As reported by CityLab: Per capita driving has peaked in America, and with that new normal comes the question of whether or not we should be spending limited transportation funding on building new roads. If nothing else the driving trends support the wisdom of a “fix-it-first” policy that focuses on highway maintenance over expansion.
Iowa DOT chief Paul Trombino recently took that logical conclusion one step further. During an Urban Land Institute talk, Trombino told the audience he expects the state’s overbuilt and unsustainable road network to “shrink,”according to Charles Marohn of Strong Towns. Iowans should figure out which roads “we really want to keep” and let the others “deteriorate and go away.”
The key quotes, via Marohn (our emphasis):
I said the numbers before. 114,000 lane miles, 25,000 bridges, 4,000 miles of rail. I said this a lot in my conversation when we were talking about fuel tax increases. It’s not affordable. Nobody’s going to pay. We are. We’re the ones. Look in the mirror. We’re not going to pay to rebuild that entire system. And my personal belief is that the entire system is unneeded. And so the reality is, the system is going to shrink.
Marohn characterizes the admission as a stunning one, and indeed it’s not everyday a U.S. transportation leader calls for fewer highways. But Trombino’s assessment is also spot on.
Iowa’s road network is already as big as it needs to be. Per capita driving peaked in the state in 2004 and has since been on the decline. Yet from 2009 to 2011 the state still spent 52 percent of its highway money on expansion. No surprise, then, that its share of roads in “good” condition fell from an already low 39 percent in 2008 to a frightful 21 percent by 2011. Iowa spends about $217 million a year on road repair, but Smart Growth America estimates that to get its roads into decent shape it needs to spend closer to $555 million a year over the next 20 years.

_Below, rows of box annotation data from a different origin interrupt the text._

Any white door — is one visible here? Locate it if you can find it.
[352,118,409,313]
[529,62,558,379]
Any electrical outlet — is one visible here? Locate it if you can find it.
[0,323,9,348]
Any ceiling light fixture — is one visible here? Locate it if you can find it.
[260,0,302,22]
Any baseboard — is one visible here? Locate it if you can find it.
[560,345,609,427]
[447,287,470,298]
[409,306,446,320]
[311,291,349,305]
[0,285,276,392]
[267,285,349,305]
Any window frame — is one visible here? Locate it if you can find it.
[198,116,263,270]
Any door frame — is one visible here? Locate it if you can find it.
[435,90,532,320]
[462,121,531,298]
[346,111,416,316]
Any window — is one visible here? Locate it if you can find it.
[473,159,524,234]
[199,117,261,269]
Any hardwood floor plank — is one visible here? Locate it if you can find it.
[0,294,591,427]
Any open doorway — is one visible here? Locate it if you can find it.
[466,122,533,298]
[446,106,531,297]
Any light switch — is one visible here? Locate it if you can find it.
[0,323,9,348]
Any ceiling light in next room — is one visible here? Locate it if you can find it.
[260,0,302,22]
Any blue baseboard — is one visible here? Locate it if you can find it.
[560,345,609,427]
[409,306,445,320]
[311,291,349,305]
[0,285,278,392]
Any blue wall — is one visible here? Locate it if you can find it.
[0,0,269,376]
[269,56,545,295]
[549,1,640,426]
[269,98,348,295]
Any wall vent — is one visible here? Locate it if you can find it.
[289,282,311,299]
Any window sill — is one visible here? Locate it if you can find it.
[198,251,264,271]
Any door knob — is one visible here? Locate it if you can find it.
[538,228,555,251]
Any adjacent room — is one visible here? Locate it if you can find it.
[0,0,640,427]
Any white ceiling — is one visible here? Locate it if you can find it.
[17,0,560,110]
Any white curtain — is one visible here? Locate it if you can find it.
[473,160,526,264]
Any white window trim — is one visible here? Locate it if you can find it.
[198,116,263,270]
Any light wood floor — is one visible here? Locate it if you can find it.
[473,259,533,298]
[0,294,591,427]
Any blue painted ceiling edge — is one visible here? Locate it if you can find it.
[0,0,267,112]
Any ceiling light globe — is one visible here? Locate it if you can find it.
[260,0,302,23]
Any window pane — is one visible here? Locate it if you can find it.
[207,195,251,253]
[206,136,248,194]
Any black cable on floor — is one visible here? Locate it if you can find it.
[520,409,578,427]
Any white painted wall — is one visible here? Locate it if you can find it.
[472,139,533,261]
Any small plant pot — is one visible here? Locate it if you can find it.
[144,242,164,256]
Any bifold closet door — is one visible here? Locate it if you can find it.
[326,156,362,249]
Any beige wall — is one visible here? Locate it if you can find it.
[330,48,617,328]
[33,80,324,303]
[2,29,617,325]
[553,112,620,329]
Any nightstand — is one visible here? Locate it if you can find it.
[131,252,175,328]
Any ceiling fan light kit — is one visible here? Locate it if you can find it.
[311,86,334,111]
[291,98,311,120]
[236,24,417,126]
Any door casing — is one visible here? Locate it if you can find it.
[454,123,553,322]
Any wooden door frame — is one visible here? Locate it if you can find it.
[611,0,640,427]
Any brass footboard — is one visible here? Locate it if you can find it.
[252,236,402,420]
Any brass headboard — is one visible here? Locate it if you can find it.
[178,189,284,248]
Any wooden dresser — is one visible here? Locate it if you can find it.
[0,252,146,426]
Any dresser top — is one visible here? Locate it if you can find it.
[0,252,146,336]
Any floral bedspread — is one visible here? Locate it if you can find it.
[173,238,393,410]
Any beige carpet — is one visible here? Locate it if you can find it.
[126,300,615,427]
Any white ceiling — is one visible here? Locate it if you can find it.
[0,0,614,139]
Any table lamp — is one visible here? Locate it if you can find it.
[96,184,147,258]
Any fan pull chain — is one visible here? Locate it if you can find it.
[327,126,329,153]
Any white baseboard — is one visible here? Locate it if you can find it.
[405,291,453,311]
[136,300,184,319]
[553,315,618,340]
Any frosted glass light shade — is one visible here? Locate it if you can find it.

Trombino might be more candid about the problem than most officials, but others have recognized it. Last year the Washington State DOT made a severe adjustment to its vehicle mileage outlook in the coming decades based on a recognition that driving trends weren’t growing as they had in the past. Instead of expected continued gradual growth, WashDOT instead called for 0.4 percent growth through 2019 then a 0.4 percent decline through 2043.
Cash-strapped metro areas have started to urge their state DOTs to make similar realizations about driving trends. In Ohio, where vehicle mileage also peaked around 2004, a number of metropolitan planning organizations have pushed for a new policy toward highways that focuses on maintenance over expansion, Streetblog’s Angie Schmitt reported in April. For some of these places, letting the road network shrink, as Iowa proposes, might be the wisest option.